Santé, hygiène, protection contre les violences : de nombreux Français en sont sùrs , avec la réouverture des « maisons », on tiendrait la solution. Il est frappant de constater que les arguments invoqués pour justifier la réouverture ont tous fait la preuve de leur échec.

Le contrôle de la prostitution et la protection des personnes prostituées

Les personnes prostituées elles-mêmes, dans leur immense majorité, fuient ces ghettos toujours soupçonnés de tourner aux maisons d’abattage. La logique de ces établissements est de verrouiller leur soumission aux exigences des patrons et de la rentabilité : endettement permanent entretenu par le prix du loyer, amendes, services vendus à des prix prohibitifs, argent distillé au compte-gouttes, pressions de tous ordres, voire violences déclarées. Présence, parmi les clients, de policiers et de magistrats.

Rien d’étonnant à ce que, aujourd’hui, aux Pays-Bas ou en Allemagne, l’immense majorité des personnes prostituées optent pour la clandestinité.

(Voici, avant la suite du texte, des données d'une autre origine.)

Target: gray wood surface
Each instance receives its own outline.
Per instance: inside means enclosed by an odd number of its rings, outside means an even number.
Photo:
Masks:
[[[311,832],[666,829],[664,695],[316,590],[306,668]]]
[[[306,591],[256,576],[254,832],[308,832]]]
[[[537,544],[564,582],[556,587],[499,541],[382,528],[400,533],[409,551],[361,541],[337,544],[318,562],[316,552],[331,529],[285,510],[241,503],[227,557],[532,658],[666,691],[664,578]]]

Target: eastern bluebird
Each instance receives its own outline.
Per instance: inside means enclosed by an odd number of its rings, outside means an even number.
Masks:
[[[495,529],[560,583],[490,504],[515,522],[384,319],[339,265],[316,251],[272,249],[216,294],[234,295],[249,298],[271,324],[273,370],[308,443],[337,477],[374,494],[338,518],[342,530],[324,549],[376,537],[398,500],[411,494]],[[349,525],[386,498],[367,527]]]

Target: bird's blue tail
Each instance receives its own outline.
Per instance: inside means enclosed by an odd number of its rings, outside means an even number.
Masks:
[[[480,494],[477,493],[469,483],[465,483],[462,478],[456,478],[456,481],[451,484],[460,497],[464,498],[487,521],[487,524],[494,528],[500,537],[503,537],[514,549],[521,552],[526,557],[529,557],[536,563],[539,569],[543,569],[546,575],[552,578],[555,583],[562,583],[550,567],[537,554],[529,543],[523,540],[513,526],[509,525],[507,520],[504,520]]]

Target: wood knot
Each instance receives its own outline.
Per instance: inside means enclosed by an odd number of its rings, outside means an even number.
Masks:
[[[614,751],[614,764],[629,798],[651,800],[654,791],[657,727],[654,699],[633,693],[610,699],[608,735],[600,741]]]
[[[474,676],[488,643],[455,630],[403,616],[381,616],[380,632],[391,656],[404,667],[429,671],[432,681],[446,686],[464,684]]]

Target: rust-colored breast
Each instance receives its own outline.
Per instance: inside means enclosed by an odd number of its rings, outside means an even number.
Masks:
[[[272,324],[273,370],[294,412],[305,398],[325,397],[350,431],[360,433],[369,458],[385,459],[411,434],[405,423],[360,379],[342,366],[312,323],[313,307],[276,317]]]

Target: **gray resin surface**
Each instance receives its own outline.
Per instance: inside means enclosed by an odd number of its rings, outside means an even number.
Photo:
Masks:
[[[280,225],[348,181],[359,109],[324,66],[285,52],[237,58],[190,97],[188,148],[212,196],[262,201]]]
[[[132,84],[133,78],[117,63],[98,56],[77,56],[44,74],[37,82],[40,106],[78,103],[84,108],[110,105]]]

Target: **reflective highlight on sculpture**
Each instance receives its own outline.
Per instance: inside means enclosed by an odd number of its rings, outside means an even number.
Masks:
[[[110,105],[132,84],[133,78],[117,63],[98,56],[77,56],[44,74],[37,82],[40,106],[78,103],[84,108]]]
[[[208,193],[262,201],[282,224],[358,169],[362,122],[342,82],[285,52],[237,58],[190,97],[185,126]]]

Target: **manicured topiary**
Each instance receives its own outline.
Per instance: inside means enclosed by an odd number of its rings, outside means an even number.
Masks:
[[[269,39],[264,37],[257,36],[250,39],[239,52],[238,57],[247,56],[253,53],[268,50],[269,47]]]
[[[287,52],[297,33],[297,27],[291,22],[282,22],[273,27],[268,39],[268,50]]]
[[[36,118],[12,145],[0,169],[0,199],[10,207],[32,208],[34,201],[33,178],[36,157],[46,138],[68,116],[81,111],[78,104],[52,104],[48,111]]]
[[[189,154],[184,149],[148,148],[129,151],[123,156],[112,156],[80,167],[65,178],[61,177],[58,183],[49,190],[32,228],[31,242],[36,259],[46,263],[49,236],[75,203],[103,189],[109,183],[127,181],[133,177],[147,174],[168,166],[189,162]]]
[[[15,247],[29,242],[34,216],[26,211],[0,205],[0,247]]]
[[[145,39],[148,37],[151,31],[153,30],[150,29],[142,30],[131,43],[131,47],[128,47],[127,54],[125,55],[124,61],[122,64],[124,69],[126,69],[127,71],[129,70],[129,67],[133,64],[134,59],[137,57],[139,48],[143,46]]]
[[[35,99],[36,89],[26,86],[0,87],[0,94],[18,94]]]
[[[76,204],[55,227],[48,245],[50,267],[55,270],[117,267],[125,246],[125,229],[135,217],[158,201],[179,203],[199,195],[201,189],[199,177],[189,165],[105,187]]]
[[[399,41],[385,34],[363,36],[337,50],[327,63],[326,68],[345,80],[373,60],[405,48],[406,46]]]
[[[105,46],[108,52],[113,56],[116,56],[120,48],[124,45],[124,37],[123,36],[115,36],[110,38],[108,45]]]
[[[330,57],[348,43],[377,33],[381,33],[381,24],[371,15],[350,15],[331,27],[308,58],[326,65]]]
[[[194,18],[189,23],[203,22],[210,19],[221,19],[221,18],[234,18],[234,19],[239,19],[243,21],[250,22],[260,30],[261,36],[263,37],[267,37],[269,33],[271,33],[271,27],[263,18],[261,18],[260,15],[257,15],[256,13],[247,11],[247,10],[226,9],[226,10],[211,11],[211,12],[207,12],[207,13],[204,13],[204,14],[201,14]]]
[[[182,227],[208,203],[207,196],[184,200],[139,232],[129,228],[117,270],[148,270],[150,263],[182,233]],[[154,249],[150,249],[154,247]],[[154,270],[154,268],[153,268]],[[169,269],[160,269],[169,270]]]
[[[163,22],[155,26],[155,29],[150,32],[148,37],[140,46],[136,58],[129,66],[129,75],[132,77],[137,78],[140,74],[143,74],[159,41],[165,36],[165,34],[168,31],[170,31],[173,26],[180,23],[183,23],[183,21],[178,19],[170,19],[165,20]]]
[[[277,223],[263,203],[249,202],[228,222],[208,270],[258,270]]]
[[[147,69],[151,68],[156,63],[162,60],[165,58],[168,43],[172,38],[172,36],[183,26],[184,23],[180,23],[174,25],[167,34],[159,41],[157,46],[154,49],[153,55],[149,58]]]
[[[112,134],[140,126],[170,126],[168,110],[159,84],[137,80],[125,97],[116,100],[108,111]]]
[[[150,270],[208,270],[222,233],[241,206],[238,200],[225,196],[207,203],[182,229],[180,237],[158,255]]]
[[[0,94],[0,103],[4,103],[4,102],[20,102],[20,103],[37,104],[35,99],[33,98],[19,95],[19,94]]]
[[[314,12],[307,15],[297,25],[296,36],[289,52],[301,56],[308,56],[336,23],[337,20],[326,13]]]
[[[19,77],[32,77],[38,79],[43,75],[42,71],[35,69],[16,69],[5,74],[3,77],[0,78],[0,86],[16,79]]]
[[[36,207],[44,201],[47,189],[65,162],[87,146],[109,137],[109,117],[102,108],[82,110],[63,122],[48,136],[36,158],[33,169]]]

Dans tous les pays qui réglementent la prostitution, le nombre des « illégales » est infiniment supérieur à celui des légales acceptant de se faire enregistrer.

La surveillance sanitaire

Si les « maisons » ont été fermées en France, c’est d’abord en raison de la dangereuse illusion de garantie sanitaire qu’elles prétendaient assurer, une garantie unanimement dénoncée par les médecins eux-mêmes !

Aujourd’hui, les contrôles sanitaires portant uniquement sur les personnes prostituées seraient non seulement des mesures discriminatoires et régressives en matière de responsabilisation globale mais aussi une aberration du point de vue du sida.

Au minimum, il faudrait en effet un contrôle systématique avant chaque rapport sexuel, et après (en cas de contamination par le client), ce qui serait strictement impossible et de toute façon insuffisant. Le contrôle sanitaire des clients, qu’aucun tenancier n’osera imposer, serait naturellement la moindre des exigences.

La lutte contre la traite et le proxénétisme

Une réalité fondamentale a été dénoncée dès 1927 par la Société des Nations : les liens avérés entre les trafiquants internationaux et les tenanciers de « maisons », véritable moteur pour la traite des femmes.

Aujourd’hui, les pays qui ont légalisé la prostitution et le proxénétisme doivent faire face à une explosion de la traite. Les trafiquants sont experts en l’art d’infiltrer les circuits légaux (et bien entendu illégaux) pour placer leurs recrues (Pays-Bas, Allemagne, Catalogne, etc…)

Et les droits des femmes ?

Rappelons enfin que le texte datant du 13 avril 1946 invoquait, avancée considérable, « un état de servitude contraire à la dignité humaine et à l’égalité des droits entre les sexes ». La loi Marthe Richard a d’ailleurs été contemporaine de la loi autorisant le droit de vote féminin, concomitance historique lourde de sens.

Les habits neufs des maisons closes

Les lobbys réglementaristes ont su remettre au goùt du jour les arguments éculés. Leur habileté tient à la normalisation d’établissements de plus en plus assimilés à des centres commerciaux lambda. Ainsi le fameux Artémis berlinois, méga bordel industriel, propose bar, restaurant, cinéma, sauna, etc…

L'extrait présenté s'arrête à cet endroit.